In moving towards perfectionism, the analysis of the analogical expansion of meaning is focused upon two kinds of religious language which are of particular concern to Grammatical Thomists, namely, perfection terms and transcendentals. At this point Mulhall's argument becomes more speculative and metaphysical since he aims to connect the projective theological expansion of meaning with moral perfectionism. He claims that perfection terms are a significant part of Wittgenstein's philosophical therapy. Mulhall argues that Wittgenstein's interest in perfectionism has some plausibility given his conversations, which indicate an interest in religion. However, this is a difficult claim to defend since there is ample evidence, such as from his later philosophy of mathematics, that Wittgenstein's professed methodology and actual writings were inconsistent. Given this it is possible that Wittgenstein was both interested in perfectionism and thought the language used to express it was nonsensical. However, Mulhall does not address this potential difficulty. Instead he moves on to the idea that moral perfectionism is extended by considering the different complex ways in which transcendental terms perform acts of unification through the exercise of analogies which range across various categorical kinds of language. In recognising this, philosophical assessment of the nature of transcendentals is viewed as being analogical in nature. For Mulhall such perfectionism and transcendentals provide a way of uniting philosophy and theology because theology fills the gaps in understanding left by philosophical inquiry. In the course of doing so he makes the relatively uncontroversial claim that good theology needs good philosophy and the considerably more contentious one that good philosophy either requires or could benefit from good theology.

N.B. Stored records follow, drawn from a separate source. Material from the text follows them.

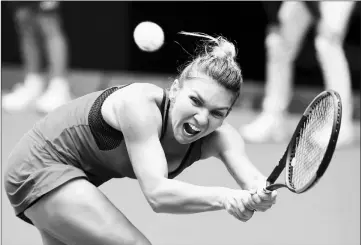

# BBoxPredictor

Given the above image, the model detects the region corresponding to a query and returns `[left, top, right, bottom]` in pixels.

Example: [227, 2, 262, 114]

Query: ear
[169, 79, 180, 100]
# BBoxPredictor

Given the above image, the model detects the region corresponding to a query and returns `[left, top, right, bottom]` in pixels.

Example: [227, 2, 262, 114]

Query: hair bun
[177, 31, 237, 60]
[212, 39, 236, 60]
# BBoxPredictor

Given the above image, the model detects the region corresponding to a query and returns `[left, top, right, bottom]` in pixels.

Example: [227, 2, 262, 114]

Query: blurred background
[2, 1, 360, 110]
[1, 1, 360, 245]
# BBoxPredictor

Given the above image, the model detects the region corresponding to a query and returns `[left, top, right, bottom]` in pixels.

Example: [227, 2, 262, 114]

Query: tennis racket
[264, 90, 342, 193]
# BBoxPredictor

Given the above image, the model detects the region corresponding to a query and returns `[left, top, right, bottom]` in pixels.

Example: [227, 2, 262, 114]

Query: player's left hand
[246, 188, 277, 212]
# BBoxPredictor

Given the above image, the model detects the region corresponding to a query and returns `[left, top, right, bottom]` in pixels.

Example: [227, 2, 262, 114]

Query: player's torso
[30, 83, 199, 184]
[29, 86, 124, 184]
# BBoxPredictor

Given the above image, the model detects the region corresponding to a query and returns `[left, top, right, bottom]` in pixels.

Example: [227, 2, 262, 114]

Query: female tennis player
[4, 32, 277, 245]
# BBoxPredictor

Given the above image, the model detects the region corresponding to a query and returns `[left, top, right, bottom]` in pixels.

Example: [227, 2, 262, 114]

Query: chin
[175, 134, 190, 144]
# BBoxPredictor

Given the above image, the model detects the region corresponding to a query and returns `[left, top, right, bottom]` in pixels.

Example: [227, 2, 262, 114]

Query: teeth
[189, 124, 200, 132]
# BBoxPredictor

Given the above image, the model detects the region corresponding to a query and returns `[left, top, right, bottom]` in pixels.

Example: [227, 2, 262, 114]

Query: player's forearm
[148, 179, 227, 214]
[237, 168, 267, 191]
[225, 155, 267, 191]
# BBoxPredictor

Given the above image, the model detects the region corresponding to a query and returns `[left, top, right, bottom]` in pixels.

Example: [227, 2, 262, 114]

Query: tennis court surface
[2, 68, 360, 245]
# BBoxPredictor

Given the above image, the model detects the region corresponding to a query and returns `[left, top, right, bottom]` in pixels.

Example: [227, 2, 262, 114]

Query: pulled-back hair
[177, 32, 243, 106]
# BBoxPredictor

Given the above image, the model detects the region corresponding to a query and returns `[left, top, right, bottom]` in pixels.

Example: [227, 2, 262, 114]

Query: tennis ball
[133, 21, 164, 52]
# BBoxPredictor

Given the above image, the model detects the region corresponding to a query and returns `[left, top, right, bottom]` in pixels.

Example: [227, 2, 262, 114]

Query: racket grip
[251, 184, 284, 196]
[251, 187, 273, 195]
[265, 183, 287, 191]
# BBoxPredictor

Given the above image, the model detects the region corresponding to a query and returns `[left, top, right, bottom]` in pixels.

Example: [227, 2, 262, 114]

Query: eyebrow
[193, 91, 230, 111]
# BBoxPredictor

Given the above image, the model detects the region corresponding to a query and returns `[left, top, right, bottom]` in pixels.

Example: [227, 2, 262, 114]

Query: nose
[194, 109, 209, 126]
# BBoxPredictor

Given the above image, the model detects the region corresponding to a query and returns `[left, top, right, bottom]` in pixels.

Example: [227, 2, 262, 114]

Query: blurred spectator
[240, 1, 357, 148]
[2, 1, 71, 113]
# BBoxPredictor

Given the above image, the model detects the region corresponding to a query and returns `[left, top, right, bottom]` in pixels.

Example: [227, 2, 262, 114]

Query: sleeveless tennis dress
[4, 84, 202, 225]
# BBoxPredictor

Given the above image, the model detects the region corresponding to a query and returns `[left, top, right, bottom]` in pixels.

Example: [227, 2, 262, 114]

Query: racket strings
[289, 96, 335, 190]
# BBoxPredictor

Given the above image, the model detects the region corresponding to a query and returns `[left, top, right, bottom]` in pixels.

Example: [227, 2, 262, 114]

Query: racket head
[284, 90, 342, 193]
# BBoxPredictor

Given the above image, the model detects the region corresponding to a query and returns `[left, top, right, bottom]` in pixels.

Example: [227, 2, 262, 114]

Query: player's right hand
[222, 189, 255, 222]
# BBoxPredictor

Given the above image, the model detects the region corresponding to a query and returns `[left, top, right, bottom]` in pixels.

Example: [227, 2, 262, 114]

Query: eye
[190, 96, 202, 106]
[211, 111, 225, 118]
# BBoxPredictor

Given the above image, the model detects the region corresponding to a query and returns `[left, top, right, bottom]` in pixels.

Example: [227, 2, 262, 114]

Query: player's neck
[161, 112, 190, 151]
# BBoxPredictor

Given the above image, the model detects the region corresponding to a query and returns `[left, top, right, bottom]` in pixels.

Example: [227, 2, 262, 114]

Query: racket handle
[250, 184, 286, 196]
[264, 183, 287, 191]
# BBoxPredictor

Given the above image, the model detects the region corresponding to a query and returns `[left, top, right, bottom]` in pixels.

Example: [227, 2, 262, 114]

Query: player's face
[170, 75, 234, 144]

As the book proceeds the overall concern with articulating the possible benefits of a closer association between philosophy and theology has the effect of gradually shifting the argument further and further away from direct textual engagement with Wittgenstein. The difficulty with this weakening textual connection is that it becomes hard to say whether what is being claimed is a really a legitimate inheritance of Wittgenstein's method as opposed to an interesting account of the notion of nonsense in its own right. However, this problem with textual connection is not peculiar to these lectures since all scholarship on Wittgenstein's philosophy of religion struggles with the paucity of direct exegetical evidence. Despite such a lack of direct textual evidence, it is not at all obvious that Mulhall is offering a natural interpretation of Wittgenstein; and indeed his account has very many features which adherents of much mainline Wittgenstein scholarship would find troubling. Whatever one might think of Mulhall's account in relation to established Wittgenstein scholarship, it contains much of interest in its own right and shows an appropriate sense of perplexity in trying to come to terms with what it might mean to understand religious language, which make it a rewarding read.